A las 8.45 de la noche, 15 minutos antes de que comience el espectáculo de SeaWorld, el parque está a tope. Luego de estar ahí cuatro horas, estoy cansada y con ganas de irme a casa. Pero me gusta sentir esa energía que se forma cuando hay gente, bullicio, expectativa. Solo ahora me percato de que la música ha cesado y de que los puertorriqueños no están en su área, aunque sus pertenencias siguen allí.

De repente todos escuchamos ese chillido especial que precede a una explosión. Nos emocionamos mientras buscamos en la negrura de la noche el origen del silbido. Todos levantamos la cabeza al unísono y vemos el cielo iluminarse. Entendemos que estos no son los fuegos artificiales de SeaWorld. Estas explosiones ocurren en nuestro parque. Algún héroe de la comunidad ha decidido tomar las riendas del asunto ofreciendo su propio espectáculo. Esa es la fiesta y el sentido más puro de una celebración de la independencia: el famoso DIY (Do It Yourself) gringo. Es ilegal y es carísimo, lo que le añade valor a la gesta.

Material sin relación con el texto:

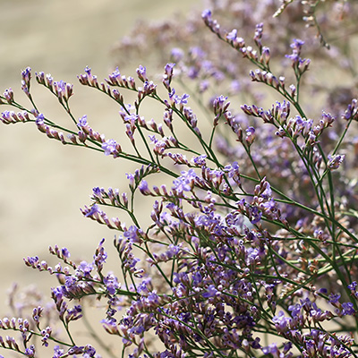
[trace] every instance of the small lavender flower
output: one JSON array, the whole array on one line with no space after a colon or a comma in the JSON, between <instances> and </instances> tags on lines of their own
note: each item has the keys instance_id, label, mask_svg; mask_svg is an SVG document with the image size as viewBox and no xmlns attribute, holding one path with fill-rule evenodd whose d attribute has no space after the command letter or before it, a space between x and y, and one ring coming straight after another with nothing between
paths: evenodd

Mi cuñada fue la primera en percatarse de que los autores de aquel espectáculo que superaría por mucho al de SeaWorld no eran otros que los puertorriqueños. Ahora entendía que la niña no se equivocaba al decir que su familia “trajo” los fuegos. No solo habían decidido ponerle música a todo aquello, sino que también habían decidido cómo se iba a celebrar. Demás está decir que los boricuas elevaron la experiencia del 4 de julio para todos los allí presentes. Fuimos felices debajo de aquella lluvia de explosiones que marcaban el firmamento con miles de estrellitas o pecas, qué más da, azules, verdes, púrpuras, amarillas. Cada vez que pensábamos que los fuegos habían cesado, regresaba el silbido y nuestra cara cambiaba de color y otra vez nos sentíamos aliviados de algo que no nos quedaba claro. Se me ocurrió que los boricuas estaban colonizando todo aquello. Como si el 4 de julio nos perteneciera más a nosotros que al resto.

Después de 15 minutos mágicos, los fuegos cesan y los puertorriqueños regresan a su mesa, victoriosos. Los gringos aplauden y ellos se dejan querer, generosos y fiesteros, desbordando chulería. Sería raro llamarles colonizados. Para cualquiera que los viera caminar como los veo yo ahora, abriéndose paso entre el humo, con ese flow y esa belleza, sería incomprensible catalogarlos como súbditos de nada.

Yo también aplaudo, feliz y confundida. Supongo que aplaudo como puertorriqueña y aplaudo como gringa. Aplaudo desde la asimilación y aplaudo desde la resistencia.